July 2002
The train trip from Labrador City starts at 2:00 pm Thursday, and after a change in Ross Bay Junction, you arrive in Schefferville at about 9:00 pm. Unless you stay for a week, the return is at 9:00 am the next morning. Although brief, the long hours of sunlight at this latitude allows for enough viewing to see it all. There is one "hotel" where you can stay for $140, and there is one taxi to get you there, after he has delivered the train crew to the same destination, and anyone else whom he considers of a higher priority than you. That makes for a rather brief visit - but in our case, a very worthwhile one. You'll be back in the big city of Lab City by 5:00 pm the next day.
Any of you oldtimes who want more information, or to see more photos, you can contact me for a more complete report. What an experience - which we never thought we would have!
Perhaps only those who have lived in Schefferville will appreciate this story, and that makes a very exclusive short list. For the rest of you, this town was begun with with arrival of the railway in 1954, when it became a leading iron ore mining town, operated by the Iron Ore Company of Canada. Schefferville is located 360 miles north of the St. Lawrence river town of Sept Isles, and was served by a railway, and when weather permitted Quebecair. No road then, now, or likely ever in the future. Production peaked during the 1970's, and terminated in 1985. The Schefferville ores were defined as "direct shipping" since the blast furnaces of the era could use the product directly in their feedstocks. In subsequent years, the ores from the Labrador City area became more attractive since they could be more readily beneficiated into a product of higher iron content and improved physical characteristic. Since "ore" is defined as a rock which can be mined at a time, at a place and at a profit - the Schefferville rock was no longer "ore"!

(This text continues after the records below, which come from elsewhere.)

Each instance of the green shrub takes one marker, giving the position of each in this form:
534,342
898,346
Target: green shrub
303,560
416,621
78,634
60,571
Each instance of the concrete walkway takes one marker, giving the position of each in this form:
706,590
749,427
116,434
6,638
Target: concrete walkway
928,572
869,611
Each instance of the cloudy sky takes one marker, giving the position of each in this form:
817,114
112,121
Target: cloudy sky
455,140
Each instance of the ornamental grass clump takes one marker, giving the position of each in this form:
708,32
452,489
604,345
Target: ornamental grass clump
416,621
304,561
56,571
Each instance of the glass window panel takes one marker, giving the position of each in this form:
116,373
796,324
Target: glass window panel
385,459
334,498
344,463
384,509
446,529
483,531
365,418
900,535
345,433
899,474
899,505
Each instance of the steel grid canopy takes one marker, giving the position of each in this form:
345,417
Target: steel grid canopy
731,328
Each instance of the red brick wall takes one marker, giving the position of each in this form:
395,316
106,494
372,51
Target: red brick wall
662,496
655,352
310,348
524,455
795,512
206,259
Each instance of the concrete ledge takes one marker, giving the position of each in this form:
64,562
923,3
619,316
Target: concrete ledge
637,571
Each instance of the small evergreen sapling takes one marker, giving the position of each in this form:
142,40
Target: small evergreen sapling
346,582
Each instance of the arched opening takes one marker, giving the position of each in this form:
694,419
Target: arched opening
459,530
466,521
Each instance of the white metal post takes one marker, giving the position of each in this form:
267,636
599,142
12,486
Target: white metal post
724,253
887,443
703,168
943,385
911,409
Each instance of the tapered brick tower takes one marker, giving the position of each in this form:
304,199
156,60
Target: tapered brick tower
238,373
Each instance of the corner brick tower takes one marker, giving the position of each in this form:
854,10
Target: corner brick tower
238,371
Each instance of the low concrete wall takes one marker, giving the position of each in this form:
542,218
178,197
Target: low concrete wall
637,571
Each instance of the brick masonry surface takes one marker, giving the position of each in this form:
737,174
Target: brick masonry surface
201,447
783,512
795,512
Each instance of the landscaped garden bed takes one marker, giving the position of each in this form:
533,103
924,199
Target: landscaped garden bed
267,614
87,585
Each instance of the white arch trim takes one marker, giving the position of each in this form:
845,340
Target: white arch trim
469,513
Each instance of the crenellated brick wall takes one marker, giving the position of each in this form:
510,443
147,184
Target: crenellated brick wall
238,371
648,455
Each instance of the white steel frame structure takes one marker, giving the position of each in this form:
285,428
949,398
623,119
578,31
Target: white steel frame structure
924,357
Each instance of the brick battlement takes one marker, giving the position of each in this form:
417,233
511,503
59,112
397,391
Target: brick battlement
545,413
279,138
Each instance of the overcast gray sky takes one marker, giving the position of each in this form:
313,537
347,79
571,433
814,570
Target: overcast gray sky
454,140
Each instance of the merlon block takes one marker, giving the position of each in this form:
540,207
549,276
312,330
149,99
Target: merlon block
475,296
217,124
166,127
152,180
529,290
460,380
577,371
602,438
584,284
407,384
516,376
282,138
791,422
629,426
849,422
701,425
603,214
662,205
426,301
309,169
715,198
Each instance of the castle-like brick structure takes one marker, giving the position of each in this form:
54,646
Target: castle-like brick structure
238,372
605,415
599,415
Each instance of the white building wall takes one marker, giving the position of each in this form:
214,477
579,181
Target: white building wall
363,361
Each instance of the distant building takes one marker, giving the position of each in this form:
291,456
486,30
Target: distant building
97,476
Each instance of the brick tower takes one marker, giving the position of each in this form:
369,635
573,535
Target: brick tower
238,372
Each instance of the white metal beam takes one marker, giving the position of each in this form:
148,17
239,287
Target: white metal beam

So to be simplistic you might say the mines closed, and the town disappeared or became a ghost town as happens to most mining towns. Not so in this case. During the heydays, the native population living scattered over the Ungava Peninsula to the north had migrated to Schefferville which offered a connection to the outside, services and perhaps for a few - jobs. Now the 4 - 5 thousand whites have departed, and the thousand or so natives remain - along with a small number of odd individuals (30 in the winter - 100 or so in the summer) who provide administrative functions and work in the outfitting trade which now provides the town with a lucrative industry. In our days there was lot's of fishing, but caribou were unheard of. Now there are people willing pay up to $6,500 for a week of living in a tent and hunting for a caribou (which are now abundent).

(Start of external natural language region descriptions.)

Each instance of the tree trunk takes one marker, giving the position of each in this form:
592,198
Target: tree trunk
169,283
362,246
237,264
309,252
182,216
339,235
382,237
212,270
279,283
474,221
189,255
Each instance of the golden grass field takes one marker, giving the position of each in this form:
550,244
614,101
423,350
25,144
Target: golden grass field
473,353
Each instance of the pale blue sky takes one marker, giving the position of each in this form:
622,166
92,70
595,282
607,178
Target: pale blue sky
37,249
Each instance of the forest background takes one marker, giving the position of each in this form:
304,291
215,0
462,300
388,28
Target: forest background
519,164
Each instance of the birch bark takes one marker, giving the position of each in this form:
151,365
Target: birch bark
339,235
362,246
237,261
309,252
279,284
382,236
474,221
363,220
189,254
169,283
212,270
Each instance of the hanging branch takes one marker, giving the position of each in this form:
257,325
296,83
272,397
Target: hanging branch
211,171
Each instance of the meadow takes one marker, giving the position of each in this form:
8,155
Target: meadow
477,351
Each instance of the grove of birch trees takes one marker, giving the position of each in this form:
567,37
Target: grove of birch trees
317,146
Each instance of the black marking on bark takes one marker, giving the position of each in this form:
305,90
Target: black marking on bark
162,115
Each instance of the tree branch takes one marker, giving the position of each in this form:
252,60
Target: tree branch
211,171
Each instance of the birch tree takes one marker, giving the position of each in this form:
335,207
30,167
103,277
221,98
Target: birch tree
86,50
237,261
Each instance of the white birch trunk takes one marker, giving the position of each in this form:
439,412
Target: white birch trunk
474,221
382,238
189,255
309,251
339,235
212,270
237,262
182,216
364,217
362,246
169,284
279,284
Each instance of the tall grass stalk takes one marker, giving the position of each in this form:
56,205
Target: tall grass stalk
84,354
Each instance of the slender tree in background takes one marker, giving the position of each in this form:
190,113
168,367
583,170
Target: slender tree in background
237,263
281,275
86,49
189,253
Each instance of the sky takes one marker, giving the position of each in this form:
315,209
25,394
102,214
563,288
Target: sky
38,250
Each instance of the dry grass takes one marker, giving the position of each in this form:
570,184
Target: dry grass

But what did we find in the way of a town? Actually there are now more houses than when Mary and I lived there. We were present during the relatively early days, and although many houses have been destroyed, many others have been added to the inventory. Our house at 248 Gagnon still stands, as do the homes of many of our friends from that era. The Hudson Bay store is now a Northern, but most other stores, churches, hospital and recreational facilities are gone. Some of the mine buildings close to town - such as the pit garage and the general office remain, although in a state of complete destruction.
Ore Testing where Jim worked is gone. The QLPA (Quebec Labrador Pioneers Association) stands, but offers no relief as it did on lonely Saturday nights so many years ago. In those days booze came in by air at a freight cost of $1 per bottle. Now the Northern displays a full array just inside the door. The effect on the residual population is readily apparent. Not a cheerful sight or prospect, as we discussed with Mike, a Naskaupi leader whom we met on the train heading south the next day. He says the biggest problem faced by the natives manifests itself in the form of booze, drugs, gasoline sniffing and suicide within the teenage group.